HARRISONBURG, Va. — Barack Obama will focus on the economy and how his tax plans would help the middle class in a half-hour political infomercial Wednesday night.
The program, scheduled to run on television networks on the 79th anniversary of the stock-market crash of 1929, "will share the specifics of Obama's plans to turn the economy around and get the country back on track," campaign spokesman Bill Burton said Tuesday.
"We want to make sure every voter heading into the voting booth knows exactly what Barack Obama would do to bring about fundamental change as president," he said.
A Obama senior campaign adviser, who spoke on condition that his name be withheld, said that most of the program is pre-taped but toward the end will go live to Florida, where Obama is holding campaign rallies Wednesday night.
The program will feature "a mix of things," the adviser said, including Obama and families from across the country talking about the challenges they face in the current economy. The adviser wouldn't say if any other politicians or economic experts would be featured.
The program will air at 8 p.m. EDT on NBC, CBS, Fox, Univision, BET, MSNBC and TV One, and at various times in other time zones.
While Obama continues to lead Republican John McCain nationally and in battleground states, a new Ipsos/McClatchy Poll suggests that the race has tightened, as McCain has used Joe the Plumber, an Ohio voter who worried that Obama's plans would raise his taxes, to paint the Illinois senator as a socialist.
Obama leads McCain by 48 percent to 42 percent nationally in the poll released Tuesday, down from an 8-point lead the week before. Significantly, the survey found that Obama's advantage on jobs and the economy had fallen from 16 points to 7 points in one week, suggesting that McCain's "Joe the Plumber" tactic had scored.
Obama is the first presidential candidate since Ross Perot in 1992 to purchase half-hour prime-time slots. With millions left in his campaign war chest, he has the cash on hand to buy the time to drill his message home and answer McCain's criticisms and allegations six days before the election. The Arizona senator had no comparable plans for a national television buy.
The economy continued to be a focus of both candidates' stump speeches on the campaign trail Tuesday. They began in the Democratic-leaning battleground state of Pennsylvania and made their way south to Virginia and North Carolina, two states that voted for President Bush but could swing to Obama this year.
"Senator Obama is running to be redistributionist in chief. I'm running to be commander in chief. Senator Obama is running to spread the wealth," McCain said at an event in Hershey, Pa., that drew about 8,000. He was criticizing Obama's plans to raise taxes on the wealthy and big businesses and reduce them for joint filers who earn less than $250,000 a year.
Obama said that theories of trickle-down economics and lax regulation promoted by Bush and McCain had led to the economic crisis, and that it was McCain, who's proposed taxing employer health benefits in conjunction with a health-care tax credit, not Obama, who ultimately could raise taxes on the middle class.
"John McCain has ridden shotgun as George Bush has driven our economy toward a cliff," Obama said, "and now he wants to take the wheel and step on the gas."
At an afternoon rally at James Madison University in Harrisonburg, Va., Obama seized on remarks published earlier in the day on the CNNMoney.com Web site in which McCain senior adviser Douglas Holtz-Eakin explains an aspect of how McCain's health insurance proposals might work.
Some critics have said that younger, healthy workers might drop employer coverage to avoid the tax under McCain's plan.

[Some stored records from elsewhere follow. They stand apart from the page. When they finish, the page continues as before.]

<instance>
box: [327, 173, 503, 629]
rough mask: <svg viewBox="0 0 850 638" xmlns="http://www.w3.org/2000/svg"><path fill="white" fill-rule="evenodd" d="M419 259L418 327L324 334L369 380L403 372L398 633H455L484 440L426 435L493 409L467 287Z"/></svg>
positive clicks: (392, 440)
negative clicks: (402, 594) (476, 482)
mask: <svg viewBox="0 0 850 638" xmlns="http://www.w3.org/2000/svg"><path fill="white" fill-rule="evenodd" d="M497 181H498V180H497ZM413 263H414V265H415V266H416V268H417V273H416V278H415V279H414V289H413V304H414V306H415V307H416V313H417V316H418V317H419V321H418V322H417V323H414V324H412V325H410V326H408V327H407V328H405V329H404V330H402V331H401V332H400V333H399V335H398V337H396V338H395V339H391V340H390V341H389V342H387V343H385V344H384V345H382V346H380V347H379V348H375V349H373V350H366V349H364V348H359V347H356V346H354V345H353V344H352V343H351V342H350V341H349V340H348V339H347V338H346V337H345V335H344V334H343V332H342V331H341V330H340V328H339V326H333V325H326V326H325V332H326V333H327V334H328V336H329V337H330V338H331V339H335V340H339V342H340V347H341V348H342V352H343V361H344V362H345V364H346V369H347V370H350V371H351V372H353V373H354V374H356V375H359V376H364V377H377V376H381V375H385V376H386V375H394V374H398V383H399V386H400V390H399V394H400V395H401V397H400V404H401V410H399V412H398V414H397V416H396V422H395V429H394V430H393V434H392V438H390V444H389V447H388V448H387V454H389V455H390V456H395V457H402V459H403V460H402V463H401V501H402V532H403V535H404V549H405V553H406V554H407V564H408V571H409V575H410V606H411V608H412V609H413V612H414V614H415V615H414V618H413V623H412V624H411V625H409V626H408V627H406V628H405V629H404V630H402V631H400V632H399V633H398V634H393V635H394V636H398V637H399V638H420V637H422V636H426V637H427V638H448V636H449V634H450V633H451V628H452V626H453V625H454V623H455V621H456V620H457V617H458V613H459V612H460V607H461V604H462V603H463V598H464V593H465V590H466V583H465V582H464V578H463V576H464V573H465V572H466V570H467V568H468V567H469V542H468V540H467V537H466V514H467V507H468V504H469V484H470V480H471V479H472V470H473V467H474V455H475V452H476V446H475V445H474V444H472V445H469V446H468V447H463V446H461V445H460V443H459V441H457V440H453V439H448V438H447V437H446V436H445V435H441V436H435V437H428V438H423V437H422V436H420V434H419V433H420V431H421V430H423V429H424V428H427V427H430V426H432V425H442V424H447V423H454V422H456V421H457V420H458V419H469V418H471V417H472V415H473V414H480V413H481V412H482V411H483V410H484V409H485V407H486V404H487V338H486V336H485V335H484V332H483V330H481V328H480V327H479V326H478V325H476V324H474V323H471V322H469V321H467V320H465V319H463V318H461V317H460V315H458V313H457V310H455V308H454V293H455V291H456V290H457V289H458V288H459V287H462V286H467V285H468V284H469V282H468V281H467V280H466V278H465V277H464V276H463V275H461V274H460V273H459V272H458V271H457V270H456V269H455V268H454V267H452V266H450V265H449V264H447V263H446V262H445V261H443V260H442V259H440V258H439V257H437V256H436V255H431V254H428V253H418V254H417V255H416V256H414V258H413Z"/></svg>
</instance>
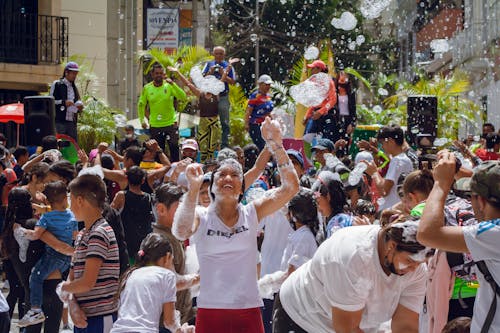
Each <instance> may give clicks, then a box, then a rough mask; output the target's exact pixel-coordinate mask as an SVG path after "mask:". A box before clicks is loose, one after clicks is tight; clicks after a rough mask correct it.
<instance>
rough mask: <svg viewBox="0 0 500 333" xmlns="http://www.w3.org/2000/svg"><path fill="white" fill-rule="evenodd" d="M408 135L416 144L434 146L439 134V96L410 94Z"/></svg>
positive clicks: (407, 106) (411, 141)
mask: <svg viewBox="0 0 500 333" xmlns="http://www.w3.org/2000/svg"><path fill="white" fill-rule="evenodd" d="M406 106H407V116H408V118H407V124H408V136H409V137H410V140H411V142H412V143H413V144H414V145H417V146H419V147H422V146H432V143H433V142H434V139H435V138H436V135H437V97H436V96H408V102H407V105H406Z"/></svg>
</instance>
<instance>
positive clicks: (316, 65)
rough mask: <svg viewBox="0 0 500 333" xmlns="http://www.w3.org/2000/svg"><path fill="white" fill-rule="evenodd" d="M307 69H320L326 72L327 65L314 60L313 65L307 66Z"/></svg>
mask: <svg viewBox="0 0 500 333" xmlns="http://www.w3.org/2000/svg"><path fill="white" fill-rule="evenodd" d="M307 68H319V69H321V70H322V71H324V70H325V69H326V65H325V63H324V62H323V61H321V60H314V61H313V62H312V63H310V64H309V65H307Z"/></svg>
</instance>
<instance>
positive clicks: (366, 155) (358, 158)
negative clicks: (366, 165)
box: [354, 150, 373, 164]
mask: <svg viewBox="0 0 500 333" xmlns="http://www.w3.org/2000/svg"><path fill="white" fill-rule="evenodd" d="M361 161H367V162H373V155H372V154H371V153H370V152H369V151H366V150H362V151H360V152H359V153H357V154H356V157H355V158H354V164H358V163H359V162H361Z"/></svg>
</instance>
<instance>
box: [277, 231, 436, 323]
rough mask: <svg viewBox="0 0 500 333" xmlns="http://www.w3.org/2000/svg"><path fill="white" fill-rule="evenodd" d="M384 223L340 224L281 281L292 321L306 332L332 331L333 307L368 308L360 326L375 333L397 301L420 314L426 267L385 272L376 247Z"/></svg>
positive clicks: (423, 288)
mask: <svg viewBox="0 0 500 333" xmlns="http://www.w3.org/2000/svg"><path fill="white" fill-rule="evenodd" d="M379 231H380V226H376V225H370V226H356V227H347V228H343V229H340V230H339V231H337V232H336V233H334V234H333V235H332V237H330V238H329V239H327V240H326V241H324V242H323V243H322V244H321V246H320V247H319V248H318V250H317V251H316V253H315V255H314V256H313V258H312V259H311V260H309V261H308V262H307V263H305V264H304V265H302V266H301V267H299V269H297V270H296V271H295V272H293V273H292V274H291V275H290V276H289V277H288V278H287V279H286V280H285V282H284V283H283V285H282V286H281V290H280V300H281V303H282V305H283V308H284V309H285V311H286V312H287V314H288V315H289V316H290V318H292V320H293V321H294V322H295V323H297V324H298V325H299V326H300V327H302V328H303V329H304V330H306V331H308V332H318V333H319V332H334V331H333V324H332V307H336V308H339V309H342V310H344V311H359V310H361V309H364V311H363V315H362V318H361V323H360V328H361V329H362V330H363V331H364V332H365V333H370V332H376V331H377V328H378V327H379V326H380V324H382V323H383V322H386V321H388V320H390V319H391V318H392V316H393V314H394V311H395V310H396V308H397V306H398V304H402V305H403V306H405V307H406V308H408V309H410V310H412V311H414V312H416V313H418V312H419V311H420V308H421V307H422V304H423V301H424V295H425V279H426V271H425V266H424V265H423V264H422V265H420V266H419V267H418V268H417V269H416V270H415V271H413V272H410V273H408V274H405V275H404V276H398V275H395V274H391V275H389V276H387V275H386V274H385V272H384V271H383V269H382V267H381V265H380V262H379V258H378V250H377V236H378V232H379Z"/></svg>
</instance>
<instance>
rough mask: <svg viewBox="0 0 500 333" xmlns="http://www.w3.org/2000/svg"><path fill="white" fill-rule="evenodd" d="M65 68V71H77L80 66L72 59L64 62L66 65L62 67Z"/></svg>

Holtz-Eakin disputed that, saying, "Why would they leave? What they are getting from their employer is way better than what they could get with the credit."

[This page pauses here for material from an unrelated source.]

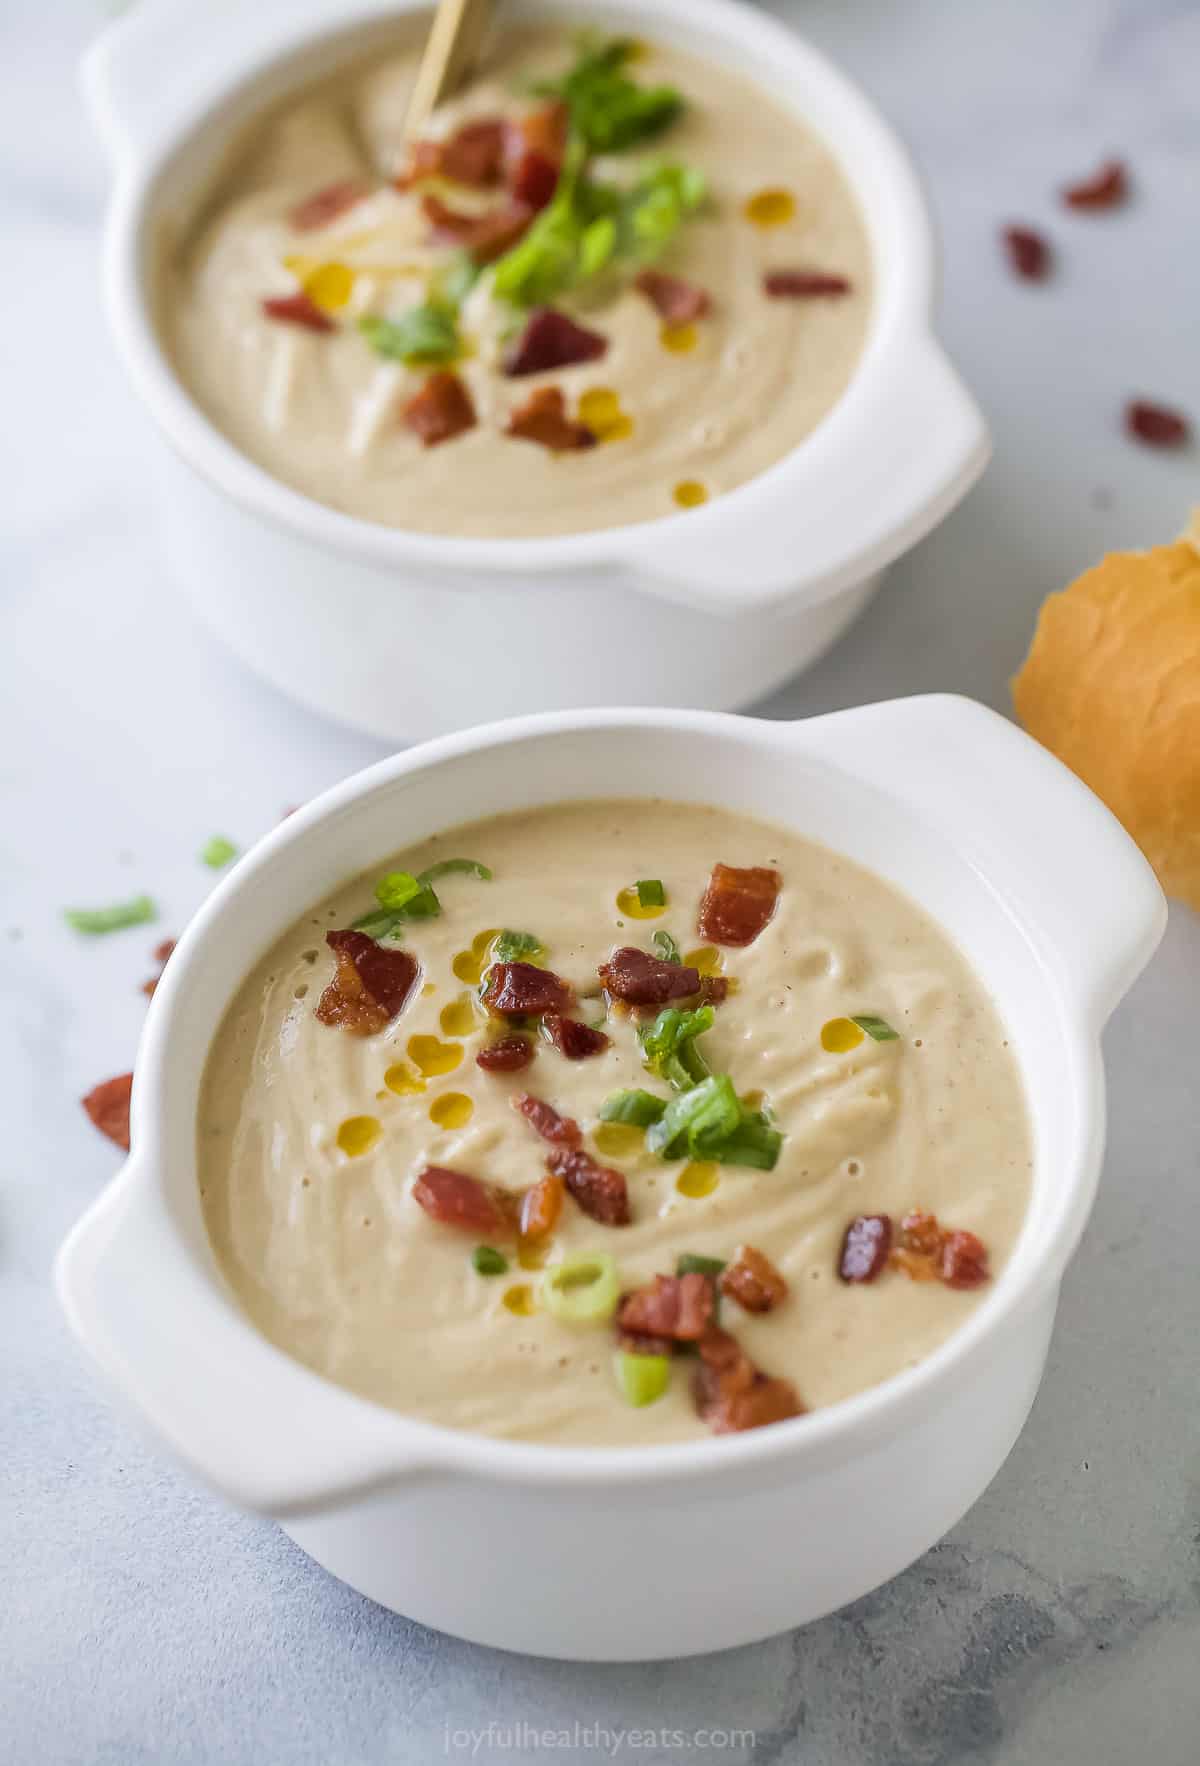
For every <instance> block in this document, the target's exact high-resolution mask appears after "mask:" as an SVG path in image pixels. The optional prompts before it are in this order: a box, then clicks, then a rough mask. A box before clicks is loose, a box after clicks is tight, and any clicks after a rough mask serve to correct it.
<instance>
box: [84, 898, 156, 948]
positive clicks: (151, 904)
mask: <svg viewBox="0 0 1200 1766" xmlns="http://www.w3.org/2000/svg"><path fill="white" fill-rule="evenodd" d="M157 918H159V909H157V908H155V904H154V902H152V901H150V897H148V895H134V899H132V901H115V902H113V904H111V908H67V909H65V911H64V920H65V922H67V925H72V927H74V929H76V932H86V934H88V936H90V938H97V936H99V934H101V932H120V931H124V929H125V927H127V925H145V924H146V922H148V920H157Z"/></svg>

Obama, taking some liberties with Holtz-Eakin's point, told the Virginia rally that McCain's top economic adviser "actually said that the health insurance people currently get from their employer is, and I quote, 'way better' than the health care they would get if John McCain were president. Now this is the point I've been making since Senator McCain unveiled his plan. It took until the last seven days of this election for his campaign to finally admit the truth. But better late than never."
Obama also said of McCain's painting him as a socialist, "I don't really think he's serious about that; I just think he's desperate."
Rain was the operative word in Pennsylvania, where both presidential candidates started the day.
McCain's rally in Hershey was indoors. He canceled a second event at an outdoor venue in Quakertown because of cold, driving downpours.
Obama braved the rain, bareheaded, in a pair of jeans and a water-resistant jacket, when 9,000 of his supporters came out hours early in winter caps, mud shoes and umbrellas to hear him speak outdoors at Widener University in Chester.
"A little bit of rain never hurt anybody," Obama joked, but he later told the crowd that he appreciated their dedication.
"It's not easy standing in the cold and in the rain," he said. "But you also know this is the time to come together."
He asked for their help turning out friends and family to the polls: "Be as determined as you are today."
His staff whisked him back to his hotel to shower and change, and hoped that he'd avoid catching cold between now and Election Day.